[PATCH] kgdboc: Be a bit more robust about handling earlycon leaving

From: Douglas Anderson
Date: Thu Apr 30 2020 - 12:59:40 EST


The original implementation of kgdboc_earlycon included a comment
about how it was impossible to get notified about the boot console
going away without making changes to the Linux core. Since folks
often don't want to change the Linux core for kgdb's purposes, the
kgdboc_earlycon implementation did a bit of polling to figure out when
the boot console went away.

It turns out, though, that it is possible to get notified about the
boot console going away. The solution is either clever or a hack
depending on your viewpoint. ...or, perhaps, a clever hack. All we
need to do is head-patch the "exit" routine of the boot console. We
know that "struct console" must be writable because it has a "next"
pointer in it, so we can just put our own exit routine in, do our
stuff, and then call back to the original.

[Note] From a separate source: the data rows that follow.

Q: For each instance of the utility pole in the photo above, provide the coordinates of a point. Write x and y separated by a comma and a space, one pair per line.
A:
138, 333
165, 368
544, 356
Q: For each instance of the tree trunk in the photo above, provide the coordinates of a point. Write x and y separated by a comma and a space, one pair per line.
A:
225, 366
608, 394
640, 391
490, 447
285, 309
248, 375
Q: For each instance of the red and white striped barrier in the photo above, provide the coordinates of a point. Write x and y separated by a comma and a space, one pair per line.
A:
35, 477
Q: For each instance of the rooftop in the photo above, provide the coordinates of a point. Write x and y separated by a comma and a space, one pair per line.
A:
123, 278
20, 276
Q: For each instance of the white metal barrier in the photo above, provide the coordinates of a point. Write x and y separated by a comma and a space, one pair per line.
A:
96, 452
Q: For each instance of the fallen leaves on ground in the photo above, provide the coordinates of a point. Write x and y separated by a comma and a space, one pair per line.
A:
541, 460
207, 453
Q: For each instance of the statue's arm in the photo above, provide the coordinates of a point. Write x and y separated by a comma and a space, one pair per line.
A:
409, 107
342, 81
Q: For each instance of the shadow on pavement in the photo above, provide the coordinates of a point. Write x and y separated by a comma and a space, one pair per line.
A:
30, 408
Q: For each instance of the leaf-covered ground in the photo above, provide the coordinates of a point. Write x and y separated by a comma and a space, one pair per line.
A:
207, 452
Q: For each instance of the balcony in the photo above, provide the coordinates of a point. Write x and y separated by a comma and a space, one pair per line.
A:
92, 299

This works great to get notified about the boot console going away.
The (slight) problem is that in the context of the boot console's exit
routine we can't call tty_find_polling_driver(). We solve this by
kicking off some work on the system_wq when we get notified and this
works pretty well.

This is all still not perfect but seems as good you'll be able to do
without more intrusive changes to the Linux core. It feels like the
window where the debugger isn't available should be tiny on all
systems now, even those systems that manage to init their tty earlier.

Signed-off-by: Douglas Anderson <dianders@xxxxxxxxxxxx>
---
This is based upon Daniel's recent patch [1] which is, in turn, based
on my recent series [2]. In theory this patch could be folded into
the patches of the original series, but presumably it will be less
churn / spamming of people to just treat it as a patch atop. I wish I
had thought of this trick earlier, but I suppose these kinds of things
only occur to people at 4 am in bed when they can't sleep.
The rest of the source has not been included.